O chef israelense Avishay Argentaro, sobrevivente de um dos ataques do Hamas a um kibutz em 7 de outubro de 2023, visitou na última semana a Rocinha, favela na zona sul do Rio de Janeiro, para apresentar a culinária judaica aos moradores.
Convidado pela Embaixada de Israel e pela Fierj (Federação Israelita do Rio de Janeiro), Argentaro, 42, reuniu-se com chefs brasileiras e 15 mulheres que fazem parte de um projeto social de cozinha saudável na Biblioteca Parque da Rocinha, na terça-feira (1°). Lá, preparou um sanduíche com pão árabe, tahine, berinjela, pepino, tomate e ovos cozidos.
A visita ao Rio contou com um passeio pelas ruas da Rocinha e por uma visita, no domingo (29), a um quiosque na praia do Leblon. O chef israelense afirmou ter adorado feijoada, churrasco e farofa.
“Mas o que mais gostei no Brasil foram as pessoas”, diz. “Parecem calmas e são quem elas são. Se você não machucar ninguém, tudo fica tranquilo. São felizes e gosto disso”.
Avishay vivia com a família em Kfar Aza, um kibutz no sul de Israel a 3 quilômetros da Faixa de Gaza. Colônia agrícola, Kfar Aza foi uma das primeiras localidades invadidas pelo Hamas no 7 de Outubro, com moradores mortos e sequestrados.
Sob sol na laje da biblioteca na Rocinha, Argentaro conta que nos últimos 20 anos o cotidiano era de “bombas o tempo todo”, algo com o que se acostumou. Mas as 24 horas iniciadas com o ataque de 7 de outubro foram as piores da vida.
“Ficamos 24 horas no escritório sem comida, sem banheiro e com dois filhos, um bebê de 3 meses e um menino de 7 anos. Ouvimos os passos dos terroristas e os vimos tentando abrir a porta. Lutamos para bloquear a porta, tentaram atirar em nós.”
A aflição de Argentaro também era com os outros familiares: os pais estavam em uma casa em outra localidade também atacada por terroristas. No celular, recebia mensagens via WhatsApp de amigos machucados.
“Não poderia fazer nada para ajudá-los, não tenho arma. Fui para dentro do esconderijo, esperei os terroristas virem. Era a única oportunidade de proteger minha família. Por dez minutos, você sente o medo de toda a sua vida, toda a adrenalina de saber que em algum momento alguém vai te matar”, afirma.
“Sinto-me, honestamente, abençoado depois de toda essa loucura.

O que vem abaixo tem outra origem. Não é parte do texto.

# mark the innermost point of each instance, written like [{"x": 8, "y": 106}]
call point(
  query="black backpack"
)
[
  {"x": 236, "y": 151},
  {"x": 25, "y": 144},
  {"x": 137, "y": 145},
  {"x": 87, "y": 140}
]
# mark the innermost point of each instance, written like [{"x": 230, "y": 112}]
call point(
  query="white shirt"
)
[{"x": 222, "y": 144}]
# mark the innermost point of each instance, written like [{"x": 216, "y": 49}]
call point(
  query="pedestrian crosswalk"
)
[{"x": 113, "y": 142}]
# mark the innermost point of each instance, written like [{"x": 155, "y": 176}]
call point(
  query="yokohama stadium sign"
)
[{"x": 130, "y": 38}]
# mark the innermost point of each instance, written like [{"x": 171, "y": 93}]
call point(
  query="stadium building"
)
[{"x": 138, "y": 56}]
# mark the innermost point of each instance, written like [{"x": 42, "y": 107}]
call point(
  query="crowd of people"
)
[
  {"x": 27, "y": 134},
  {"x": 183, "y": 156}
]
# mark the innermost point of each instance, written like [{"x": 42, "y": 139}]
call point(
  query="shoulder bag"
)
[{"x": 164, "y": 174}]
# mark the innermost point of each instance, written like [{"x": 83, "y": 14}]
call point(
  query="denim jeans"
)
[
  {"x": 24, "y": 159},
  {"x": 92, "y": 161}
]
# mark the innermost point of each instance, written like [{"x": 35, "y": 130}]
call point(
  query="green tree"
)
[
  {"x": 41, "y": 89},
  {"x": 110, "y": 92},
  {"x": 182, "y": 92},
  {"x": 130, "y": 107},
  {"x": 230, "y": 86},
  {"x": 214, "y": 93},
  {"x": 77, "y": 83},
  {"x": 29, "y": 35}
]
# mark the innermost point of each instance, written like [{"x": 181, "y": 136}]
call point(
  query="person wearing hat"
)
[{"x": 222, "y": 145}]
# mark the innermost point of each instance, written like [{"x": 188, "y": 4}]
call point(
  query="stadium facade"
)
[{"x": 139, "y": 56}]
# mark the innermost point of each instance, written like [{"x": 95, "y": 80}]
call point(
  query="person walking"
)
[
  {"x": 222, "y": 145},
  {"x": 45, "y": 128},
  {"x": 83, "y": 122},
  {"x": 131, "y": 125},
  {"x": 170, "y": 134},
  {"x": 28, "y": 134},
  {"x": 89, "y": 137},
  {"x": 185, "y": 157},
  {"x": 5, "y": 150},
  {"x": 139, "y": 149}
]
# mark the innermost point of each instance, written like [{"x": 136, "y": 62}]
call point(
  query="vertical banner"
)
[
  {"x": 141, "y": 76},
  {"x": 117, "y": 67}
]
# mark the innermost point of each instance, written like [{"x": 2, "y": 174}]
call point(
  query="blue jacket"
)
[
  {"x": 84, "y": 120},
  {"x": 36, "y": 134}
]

É como se Deus dissesse: amigo, agora escolha o que você quer fazer e construa algo novo.”
Argentaro afirma fazer parte da 12ª geração da família, originária de Safed, também conhecida como Tzfat, uma cidade na Galileia, no norte de Israel. Na infância, a comida da avó despertou a atenção para a cozinha. “Adorava comer, cheguei a pesar 90 quilos”, diz.
Mudou-se para Kfar Aza, ao sul, depois da separação dos pais. Lá, virou chef e chegou a participar de um reality show culinário.
Avishay é um deslocado interno agora baseado em Tel Aviv, onde o governo israelense ofereceu moradia e um prazo de três anos até que uma nova casa esteja pronta. A ideia do chef é percorrer cidades brasileiras e outros países, como a Alemanha, para apresentar a culinária judaica.
“Cozinhar é como uma terapia para mim e também uma forma de descobrir o mundo e novas relações. Minha intenção agora é viajar o mundo e contar minha história e a história da cozinha da minha família, não importando se vou falar para uma comunidade judaica, cristã, ou muçulmana.”